For all snakebites, seek medical help immediately.   Following is only a basic guideline of first aid for a possible coral snake bite - if it will be over 30 minutes to a hospital:
   - have the victim lie down in a comfortable position,
   - keep the victim still and calm,
   - apply a sterile dressing to the wound,
   - keep the bitten body part still.
   - do not cut or make any incision on or around the site of the bite,
   - do not raise the bitten limb above the level of the heart,
   - do not leave the victim alone,
   - do not give the victim anything to eat or drink, especially alcoholic beverages.

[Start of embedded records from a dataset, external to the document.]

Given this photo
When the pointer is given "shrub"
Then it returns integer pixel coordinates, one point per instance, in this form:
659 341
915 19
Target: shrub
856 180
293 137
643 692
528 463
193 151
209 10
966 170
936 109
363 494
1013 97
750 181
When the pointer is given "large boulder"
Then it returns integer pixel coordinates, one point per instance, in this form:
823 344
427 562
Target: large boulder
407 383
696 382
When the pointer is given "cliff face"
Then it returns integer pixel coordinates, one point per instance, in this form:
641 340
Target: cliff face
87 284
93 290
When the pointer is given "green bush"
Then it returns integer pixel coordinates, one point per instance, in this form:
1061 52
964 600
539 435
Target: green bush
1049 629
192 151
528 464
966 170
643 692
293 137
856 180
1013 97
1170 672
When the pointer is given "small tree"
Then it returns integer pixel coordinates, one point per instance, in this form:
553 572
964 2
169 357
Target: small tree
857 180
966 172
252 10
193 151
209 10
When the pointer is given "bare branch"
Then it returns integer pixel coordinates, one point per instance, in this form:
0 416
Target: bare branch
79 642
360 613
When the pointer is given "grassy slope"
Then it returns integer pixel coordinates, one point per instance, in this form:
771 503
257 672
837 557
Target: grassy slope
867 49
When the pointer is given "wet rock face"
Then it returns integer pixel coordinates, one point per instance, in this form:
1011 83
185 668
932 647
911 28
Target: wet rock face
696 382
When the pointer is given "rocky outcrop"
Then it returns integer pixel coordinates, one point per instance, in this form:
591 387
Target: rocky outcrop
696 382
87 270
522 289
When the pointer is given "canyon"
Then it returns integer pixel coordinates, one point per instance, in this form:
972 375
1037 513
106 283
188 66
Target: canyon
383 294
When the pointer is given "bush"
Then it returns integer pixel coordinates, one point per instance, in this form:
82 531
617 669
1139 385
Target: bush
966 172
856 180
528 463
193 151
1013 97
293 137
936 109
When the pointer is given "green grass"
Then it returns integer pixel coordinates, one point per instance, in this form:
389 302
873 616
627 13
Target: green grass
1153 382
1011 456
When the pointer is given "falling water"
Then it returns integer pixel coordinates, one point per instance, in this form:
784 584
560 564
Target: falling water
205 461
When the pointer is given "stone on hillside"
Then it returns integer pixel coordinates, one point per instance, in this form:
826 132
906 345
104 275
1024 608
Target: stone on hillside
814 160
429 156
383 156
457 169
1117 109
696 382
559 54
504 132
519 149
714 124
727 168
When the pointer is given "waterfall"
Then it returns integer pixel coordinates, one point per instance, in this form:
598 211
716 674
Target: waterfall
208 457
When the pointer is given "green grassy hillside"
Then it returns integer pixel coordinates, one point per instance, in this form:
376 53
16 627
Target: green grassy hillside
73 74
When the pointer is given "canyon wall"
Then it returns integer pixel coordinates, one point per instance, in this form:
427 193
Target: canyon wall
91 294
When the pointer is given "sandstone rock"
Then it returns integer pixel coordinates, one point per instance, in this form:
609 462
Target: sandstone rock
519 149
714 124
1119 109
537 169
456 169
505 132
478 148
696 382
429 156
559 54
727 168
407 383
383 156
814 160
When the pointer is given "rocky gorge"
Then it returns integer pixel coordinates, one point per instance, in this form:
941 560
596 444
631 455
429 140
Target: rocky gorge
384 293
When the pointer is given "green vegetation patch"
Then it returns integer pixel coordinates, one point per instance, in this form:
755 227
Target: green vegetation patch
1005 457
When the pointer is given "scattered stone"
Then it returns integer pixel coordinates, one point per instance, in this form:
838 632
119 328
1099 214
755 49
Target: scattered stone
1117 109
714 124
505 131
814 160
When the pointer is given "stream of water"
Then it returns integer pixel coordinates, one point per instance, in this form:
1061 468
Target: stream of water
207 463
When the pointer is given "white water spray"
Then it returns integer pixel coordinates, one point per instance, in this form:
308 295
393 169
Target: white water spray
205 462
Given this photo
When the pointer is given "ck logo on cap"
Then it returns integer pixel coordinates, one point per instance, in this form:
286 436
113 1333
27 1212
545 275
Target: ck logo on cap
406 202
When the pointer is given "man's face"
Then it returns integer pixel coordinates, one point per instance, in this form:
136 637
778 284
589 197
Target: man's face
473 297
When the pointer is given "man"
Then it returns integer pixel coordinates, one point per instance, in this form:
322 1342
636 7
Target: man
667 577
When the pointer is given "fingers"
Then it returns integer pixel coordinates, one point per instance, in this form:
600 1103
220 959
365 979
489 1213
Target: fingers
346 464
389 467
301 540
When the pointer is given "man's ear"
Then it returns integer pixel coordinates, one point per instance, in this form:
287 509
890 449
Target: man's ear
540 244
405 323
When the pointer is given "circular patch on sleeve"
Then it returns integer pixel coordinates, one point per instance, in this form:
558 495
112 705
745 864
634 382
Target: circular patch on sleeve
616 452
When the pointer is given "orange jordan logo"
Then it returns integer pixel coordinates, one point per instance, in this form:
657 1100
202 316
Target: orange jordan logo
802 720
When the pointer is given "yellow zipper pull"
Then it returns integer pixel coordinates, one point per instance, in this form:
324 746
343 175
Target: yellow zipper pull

Try to identify the snake, do not cause danger to the victim or yourself, do not take a lot of time.  It is important to seek medical attention fast.  No one has died from a Coral snake bite since an effective antivenom was developed, but it is most effective when given within four hours of a bite.   While it is believed the antivenom is effective up to 24 hours after the bite, delay increases chances of long-term complications.  And there is no guarantee the antivenom can reverse damage already done.